Entitled The Happy House, the film is a new thriller of sorts, focusing on a seemingly troubled romantic pair as they head to the countryside for a vacation with the plan being that they’ll find the spark once again. However, what they find instead is a bed and breakfast full of a bizarre mother-son duo, a scientist on the hunt for a previously thought extinct butterfly and possibly something far more dangerous. With an oddly bleak visual palette, The Happy House is a slight thriller with very little on its mind in the way of anything remotely thematically interesting, but what it does have is a solid sense of humor, and style to boot.
From writer/director D.W. Young, this mark’s the filmmaker’s feature film debut, and it’s quite a debut. With a taut script that blends terror and comedy with a rather shockingly assured hand, Young crafts a small, but excitingly tense, thriller that becomes less a tale about lovers on the outs than it is a “what if?” type cinematic questionnaire. When a detail about the surrounding area is revealed, the film shifts from a romantic comedy revolving around a couple in their nightmare bed and breakfast into a truly solid thriller, all due to Young’s assured sense of style and tone. The film’s cinematography is muted, almost to a fault, relying on grey and blue hues to really add a sense of dread to an otherwise comedic thriller.

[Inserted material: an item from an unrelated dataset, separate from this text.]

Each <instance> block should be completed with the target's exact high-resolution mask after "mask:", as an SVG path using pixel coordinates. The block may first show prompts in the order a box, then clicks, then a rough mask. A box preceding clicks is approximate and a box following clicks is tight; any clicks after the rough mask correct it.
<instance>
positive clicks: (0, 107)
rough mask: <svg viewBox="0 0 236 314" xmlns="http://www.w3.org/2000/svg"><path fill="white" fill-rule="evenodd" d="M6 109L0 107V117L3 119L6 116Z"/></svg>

Also, the performances here are almost uniformly noteworthy. Khan Baykal and Aya Cash star as the two long-time lovers, and their chemistry is both believable, and truly adds depth to an otherwise surface-level thriller. Marceline Hugot plays the bed and breakfast owner Hildie, and while much of the film’s early tension comes from her and her son Skip (Mike Houston) and their archaic house rules, they ultimately become the catalyst for some of the film’s best sequences. Toss in Oliver Henzler as the scientist Hverven, and you’ve got a cast that breaks expectations across the board.

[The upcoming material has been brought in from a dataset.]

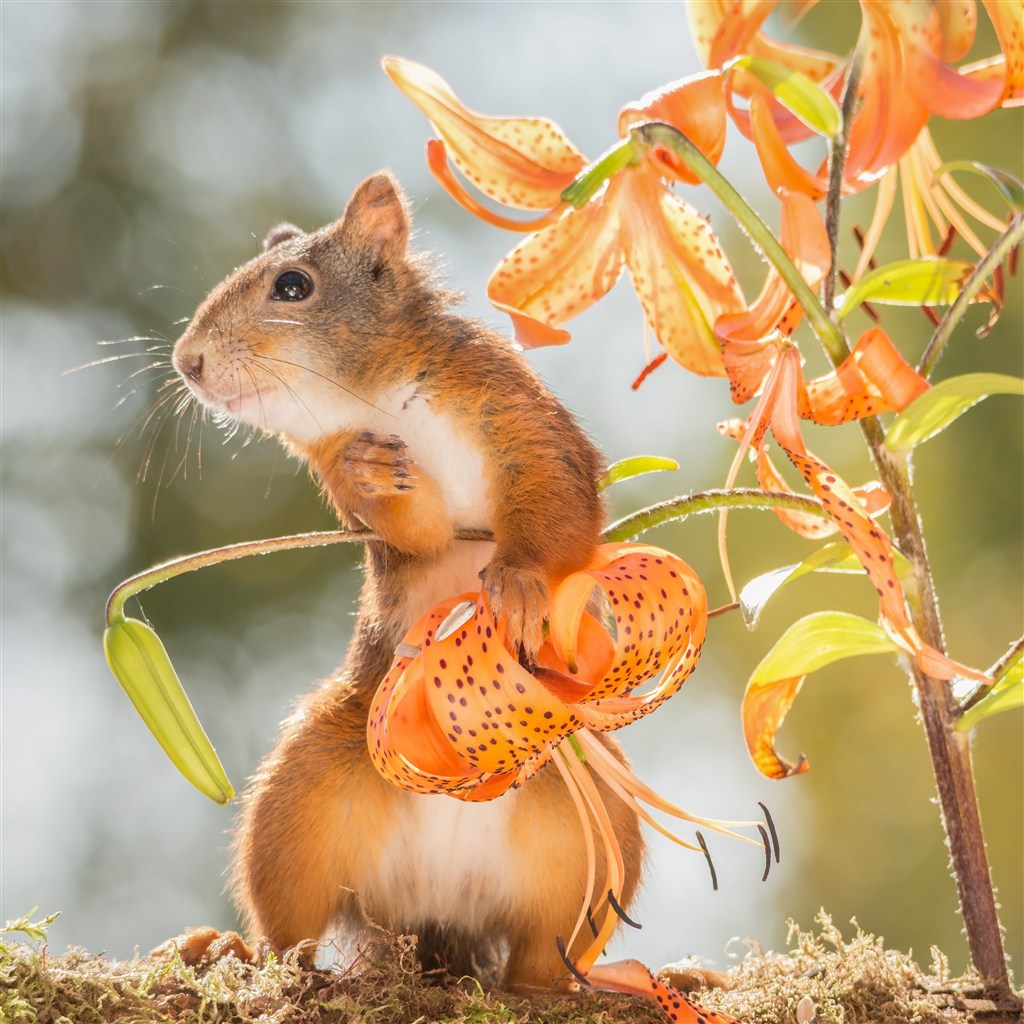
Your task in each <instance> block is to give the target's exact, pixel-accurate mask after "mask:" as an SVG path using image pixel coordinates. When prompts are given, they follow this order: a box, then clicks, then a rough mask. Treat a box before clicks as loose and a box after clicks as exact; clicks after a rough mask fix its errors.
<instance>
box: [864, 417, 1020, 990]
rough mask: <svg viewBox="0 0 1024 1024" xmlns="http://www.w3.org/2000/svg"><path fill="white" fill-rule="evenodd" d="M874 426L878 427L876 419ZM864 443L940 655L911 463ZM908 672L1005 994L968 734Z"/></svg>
mask: <svg viewBox="0 0 1024 1024" xmlns="http://www.w3.org/2000/svg"><path fill="white" fill-rule="evenodd" d="M873 422H876V425H877V421H873ZM880 433H881V431H880ZM868 443H869V445H870V447H871V456H872V458H873V460H874V463H876V466H877V467H878V469H879V474H880V477H881V480H882V484H883V486H884V487H885V488H886V489H887V490H888V492H889V494H891V495H892V498H893V502H892V505H891V506H890V509H889V514H890V517H891V520H892V524H893V535H894V539H895V541H896V544H897V546H898V547H899V549H900V551H902V553H903V554H904V555H905V556H906V558H907V560H908V561H909V563H910V565H911V566H912V572H913V582H912V584H911V585H910V586H908V587H907V588H906V598H907V605H908V607H909V609H910V616H911V618H912V621H913V625H914V627H915V628H916V630H918V632H919V633H920V634H921V637H922V639H923V640H924V641H925V643H927V644H928V645H929V646H931V647H934V648H935V649H936V650H940V651H941V650H942V649H943V636H942V622H941V620H940V617H939V606H938V600H937V598H936V595H935V588H934V586H933V583H932V572H931V567H930V565H929V562H928V553H927V551H926V549H925V539H924V535H923V532H922V527H921V518H920V515H919V512H918V508H916V504H915V502H914V500H913V493H912V490H911V487H910V467H909V464H908V462H907V460H906V458H905V457H903V456H900V455H894V454H893V453H890V452H889V451H888V450H887V449H886V447H885V446H884V445H882V444H881V443H879V444H876V443H872V442H871V439H870V438H868ZM909 672H910V676H911V678H912V680H913V685H914V687H915V689H916V691H918V699H919V705H920V708H921V720H922V724H923V725H924V727H925V735H926V737H927V739H928V748H929V752H930V754H931V757H932V770H933V772H934V774H935V785H936V790H937V793H938V798H939V807H940V809H941V813H942V823H943V827H944V828H945V833H946V843H947V846H948V848H949V856H950V861H951V863H952V870H953V878H954V880H955V882H956V892H957V896H958V897H959V904H961V914H962V915H963V918H964V929H965V932H966V934H967V940H968V946H969V948H970V950H971V958H972V961H973V962H974V966H975V969H976V970H977V971H978V973H979V974H980V975H981V976H982V978H983V979H984V981H985V984H986V985H987V986H988V987H990V988H991V989H992V990H993V991H994V992H997V993H999V994H1000V995H1005V996H1009V995H1011V994H1012V993H1011V988H1010V979H1009V975H1008V972H1007V957H1006V952H1005V951H1004V947H1002V934H1001V931H1000V929H999V918H998V912H997V910H996V904H995V894H994V892H993V889H992V880H991V874H990V872H989V867H988V856H987V853H986V851H985V841H984V834H983V830H982V825H981V813H980V811H979V808H978V797H977V793H976V792H975V785H974V769H973V767H972V763H971V745H970V734H969V733H965V732H959V731H957V729H956V718H957V715H958V709H957V706H956V701H955V699H954V698H953V693H952V688H951V686H950V684H949V681H948V680H945V679H933V678H932V677H931V676H929V675H927V674H926V673H925V672H923V671H922V670H921V669H920V668H919V667H918V665H916V664H914V663H913V662H911V664H910V668H909Z"/></svg>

However, the film is not without flaw. Immensely slight in every possible way, the film is a solid and tense thriller that has very little ability to sit with the viewer for anytime after the screening. Lacking any real weight emotionally or thematically, The Happy House is a solid visual piece and features good performances, but doesn’t carry with it any sort of deep impact that will leave the viewer either on the edge of their seat during, or wanting to talk about the feature on the way out. A one note picture visually, the aesthetic will be a tough one to truly fall for if darker pictures aren’t one’s cup of tea, and clocking in at just around 80 minutes, the film is as breezy as any you’ll find.

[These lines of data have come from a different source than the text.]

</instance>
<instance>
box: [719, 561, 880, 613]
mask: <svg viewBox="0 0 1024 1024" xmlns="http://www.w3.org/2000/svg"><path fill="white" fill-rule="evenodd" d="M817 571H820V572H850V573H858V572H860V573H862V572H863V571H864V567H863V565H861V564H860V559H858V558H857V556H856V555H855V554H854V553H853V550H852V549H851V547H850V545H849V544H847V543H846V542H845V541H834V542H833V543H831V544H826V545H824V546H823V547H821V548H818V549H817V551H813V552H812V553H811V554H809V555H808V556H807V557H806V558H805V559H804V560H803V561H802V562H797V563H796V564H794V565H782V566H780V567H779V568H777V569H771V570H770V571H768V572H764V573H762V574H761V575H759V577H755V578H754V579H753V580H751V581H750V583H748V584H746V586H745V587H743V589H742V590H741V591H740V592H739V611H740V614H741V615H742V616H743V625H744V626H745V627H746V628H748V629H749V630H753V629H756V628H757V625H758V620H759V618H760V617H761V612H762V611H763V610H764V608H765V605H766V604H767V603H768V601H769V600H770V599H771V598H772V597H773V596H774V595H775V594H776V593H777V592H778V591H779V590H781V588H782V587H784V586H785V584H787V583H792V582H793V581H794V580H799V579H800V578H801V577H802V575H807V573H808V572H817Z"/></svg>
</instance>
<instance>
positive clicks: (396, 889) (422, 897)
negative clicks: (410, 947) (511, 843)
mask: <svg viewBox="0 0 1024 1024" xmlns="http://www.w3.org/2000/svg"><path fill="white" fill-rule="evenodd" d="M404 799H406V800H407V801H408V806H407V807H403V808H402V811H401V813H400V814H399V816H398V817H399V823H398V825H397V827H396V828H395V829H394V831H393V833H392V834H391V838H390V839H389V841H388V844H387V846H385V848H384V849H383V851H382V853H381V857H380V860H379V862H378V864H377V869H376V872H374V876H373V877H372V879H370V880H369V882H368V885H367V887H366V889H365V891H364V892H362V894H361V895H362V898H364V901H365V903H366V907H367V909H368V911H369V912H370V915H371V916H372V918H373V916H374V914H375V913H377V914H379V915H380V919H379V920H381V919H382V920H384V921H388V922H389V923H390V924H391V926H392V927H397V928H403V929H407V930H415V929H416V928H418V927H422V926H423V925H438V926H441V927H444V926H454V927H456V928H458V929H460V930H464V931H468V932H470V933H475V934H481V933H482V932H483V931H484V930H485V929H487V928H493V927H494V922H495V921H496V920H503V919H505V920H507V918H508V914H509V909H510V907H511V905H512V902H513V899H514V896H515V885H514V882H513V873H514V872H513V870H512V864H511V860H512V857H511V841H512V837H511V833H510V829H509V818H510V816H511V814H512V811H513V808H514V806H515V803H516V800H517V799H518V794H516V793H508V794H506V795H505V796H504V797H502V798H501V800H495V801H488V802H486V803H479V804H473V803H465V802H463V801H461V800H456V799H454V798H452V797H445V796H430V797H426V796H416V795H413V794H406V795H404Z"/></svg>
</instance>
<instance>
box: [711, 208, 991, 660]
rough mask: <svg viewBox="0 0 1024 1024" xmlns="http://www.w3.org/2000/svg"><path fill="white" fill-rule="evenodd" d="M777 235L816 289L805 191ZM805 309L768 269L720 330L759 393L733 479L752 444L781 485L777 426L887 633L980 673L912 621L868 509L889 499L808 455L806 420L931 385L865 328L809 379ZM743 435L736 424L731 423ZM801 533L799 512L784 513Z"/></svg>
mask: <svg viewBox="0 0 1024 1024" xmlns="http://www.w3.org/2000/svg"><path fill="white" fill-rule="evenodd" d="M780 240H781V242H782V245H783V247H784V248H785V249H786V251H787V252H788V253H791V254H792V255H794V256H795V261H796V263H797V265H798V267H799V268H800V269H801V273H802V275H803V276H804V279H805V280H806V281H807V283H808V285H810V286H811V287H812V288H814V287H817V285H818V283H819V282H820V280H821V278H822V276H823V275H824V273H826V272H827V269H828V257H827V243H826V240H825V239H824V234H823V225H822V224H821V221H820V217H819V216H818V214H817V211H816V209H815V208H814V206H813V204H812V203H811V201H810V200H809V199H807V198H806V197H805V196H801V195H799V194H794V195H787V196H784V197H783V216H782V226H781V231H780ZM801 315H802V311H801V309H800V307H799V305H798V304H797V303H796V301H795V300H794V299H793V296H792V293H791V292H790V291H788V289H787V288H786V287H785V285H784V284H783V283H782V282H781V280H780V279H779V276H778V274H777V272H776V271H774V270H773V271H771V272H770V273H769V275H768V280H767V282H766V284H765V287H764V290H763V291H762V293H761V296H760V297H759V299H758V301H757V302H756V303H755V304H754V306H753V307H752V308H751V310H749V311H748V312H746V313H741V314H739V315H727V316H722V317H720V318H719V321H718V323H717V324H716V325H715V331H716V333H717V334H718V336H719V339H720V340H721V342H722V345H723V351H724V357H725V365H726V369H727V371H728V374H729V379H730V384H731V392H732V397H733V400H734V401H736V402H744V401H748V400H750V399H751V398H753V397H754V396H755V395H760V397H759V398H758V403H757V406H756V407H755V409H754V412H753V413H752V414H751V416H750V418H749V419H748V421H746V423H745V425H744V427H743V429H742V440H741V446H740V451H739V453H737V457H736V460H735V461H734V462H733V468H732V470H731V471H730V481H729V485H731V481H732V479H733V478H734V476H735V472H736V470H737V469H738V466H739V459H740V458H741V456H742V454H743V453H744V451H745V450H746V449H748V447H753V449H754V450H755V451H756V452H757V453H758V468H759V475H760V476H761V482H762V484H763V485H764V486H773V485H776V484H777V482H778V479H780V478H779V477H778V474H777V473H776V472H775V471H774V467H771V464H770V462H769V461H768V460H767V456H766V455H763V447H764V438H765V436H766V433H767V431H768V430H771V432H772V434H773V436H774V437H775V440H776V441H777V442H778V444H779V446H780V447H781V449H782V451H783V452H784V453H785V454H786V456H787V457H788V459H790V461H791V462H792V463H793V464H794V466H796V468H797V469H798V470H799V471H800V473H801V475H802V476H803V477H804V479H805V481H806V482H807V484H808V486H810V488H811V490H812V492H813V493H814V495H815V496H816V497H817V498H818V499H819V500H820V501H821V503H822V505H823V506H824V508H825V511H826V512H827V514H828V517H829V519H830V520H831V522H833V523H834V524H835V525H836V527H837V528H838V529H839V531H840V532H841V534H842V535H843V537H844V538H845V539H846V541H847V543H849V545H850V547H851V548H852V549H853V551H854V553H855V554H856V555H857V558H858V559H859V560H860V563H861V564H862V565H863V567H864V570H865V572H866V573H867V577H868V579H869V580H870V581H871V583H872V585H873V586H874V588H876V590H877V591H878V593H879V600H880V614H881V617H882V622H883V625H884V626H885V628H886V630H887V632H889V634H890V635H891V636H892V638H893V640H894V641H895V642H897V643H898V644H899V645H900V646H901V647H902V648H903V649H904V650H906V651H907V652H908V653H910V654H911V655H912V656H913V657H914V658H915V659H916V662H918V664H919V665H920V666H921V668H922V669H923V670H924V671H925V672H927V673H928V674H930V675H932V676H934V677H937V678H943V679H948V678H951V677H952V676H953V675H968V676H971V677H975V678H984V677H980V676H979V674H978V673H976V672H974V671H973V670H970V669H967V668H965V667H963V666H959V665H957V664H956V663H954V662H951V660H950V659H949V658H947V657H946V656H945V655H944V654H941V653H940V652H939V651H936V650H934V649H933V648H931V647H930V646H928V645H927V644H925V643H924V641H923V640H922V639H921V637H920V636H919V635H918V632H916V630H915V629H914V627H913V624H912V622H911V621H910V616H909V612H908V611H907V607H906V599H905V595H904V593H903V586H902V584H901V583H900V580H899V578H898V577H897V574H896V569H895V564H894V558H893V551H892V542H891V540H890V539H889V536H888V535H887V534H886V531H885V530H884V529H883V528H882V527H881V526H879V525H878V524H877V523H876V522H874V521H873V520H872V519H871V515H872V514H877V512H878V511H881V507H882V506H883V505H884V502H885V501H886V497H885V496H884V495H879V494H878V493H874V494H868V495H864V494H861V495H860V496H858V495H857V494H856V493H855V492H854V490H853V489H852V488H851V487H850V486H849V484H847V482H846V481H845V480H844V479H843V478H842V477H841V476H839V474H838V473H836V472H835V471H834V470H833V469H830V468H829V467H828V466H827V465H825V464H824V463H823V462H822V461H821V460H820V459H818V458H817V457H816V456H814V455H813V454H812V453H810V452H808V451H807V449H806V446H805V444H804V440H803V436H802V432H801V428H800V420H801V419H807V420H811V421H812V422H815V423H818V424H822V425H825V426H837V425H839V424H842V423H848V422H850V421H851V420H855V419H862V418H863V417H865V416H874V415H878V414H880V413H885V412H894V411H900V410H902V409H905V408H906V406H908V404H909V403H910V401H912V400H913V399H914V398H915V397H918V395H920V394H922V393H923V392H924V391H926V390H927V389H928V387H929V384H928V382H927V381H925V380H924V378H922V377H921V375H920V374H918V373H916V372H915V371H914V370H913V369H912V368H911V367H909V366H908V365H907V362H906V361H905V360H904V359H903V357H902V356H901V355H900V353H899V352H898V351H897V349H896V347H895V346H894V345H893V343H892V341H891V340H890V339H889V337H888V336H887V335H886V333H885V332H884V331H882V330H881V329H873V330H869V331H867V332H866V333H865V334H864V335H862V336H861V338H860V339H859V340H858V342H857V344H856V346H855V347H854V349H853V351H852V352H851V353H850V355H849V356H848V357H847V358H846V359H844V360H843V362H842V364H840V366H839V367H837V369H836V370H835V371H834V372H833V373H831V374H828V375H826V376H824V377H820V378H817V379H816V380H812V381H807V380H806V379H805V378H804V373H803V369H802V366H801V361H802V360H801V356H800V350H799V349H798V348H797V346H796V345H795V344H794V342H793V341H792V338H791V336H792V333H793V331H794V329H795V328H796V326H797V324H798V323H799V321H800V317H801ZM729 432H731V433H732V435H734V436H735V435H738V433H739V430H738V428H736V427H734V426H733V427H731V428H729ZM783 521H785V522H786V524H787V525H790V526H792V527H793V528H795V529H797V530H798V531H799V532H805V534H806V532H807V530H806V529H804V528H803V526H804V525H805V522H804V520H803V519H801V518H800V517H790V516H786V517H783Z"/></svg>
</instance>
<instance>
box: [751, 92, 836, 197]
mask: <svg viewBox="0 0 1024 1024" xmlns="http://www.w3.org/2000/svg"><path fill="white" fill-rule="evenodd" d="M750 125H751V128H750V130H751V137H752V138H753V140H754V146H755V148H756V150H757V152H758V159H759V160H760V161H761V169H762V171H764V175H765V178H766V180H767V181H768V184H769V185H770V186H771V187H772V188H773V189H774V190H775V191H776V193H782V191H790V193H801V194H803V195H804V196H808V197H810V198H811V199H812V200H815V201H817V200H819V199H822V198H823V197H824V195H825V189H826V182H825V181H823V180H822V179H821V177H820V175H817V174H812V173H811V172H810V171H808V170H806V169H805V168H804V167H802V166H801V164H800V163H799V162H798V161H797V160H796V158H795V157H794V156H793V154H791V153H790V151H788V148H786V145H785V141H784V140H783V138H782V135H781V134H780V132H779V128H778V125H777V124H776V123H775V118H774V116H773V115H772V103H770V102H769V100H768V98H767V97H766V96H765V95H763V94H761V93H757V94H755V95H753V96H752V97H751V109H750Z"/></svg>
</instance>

Overall, while it’s ultimately a slight and forgettable thriller, The Happy House is chock full of interesting performances and, for those who go along for the ride visually (like this writer most certainly did), this will be a really great and perfectly toned thriller comedy that most people haven’t heard of. However, everyone should most certainly give this film a shot as it will be right up any genre-hounds alley.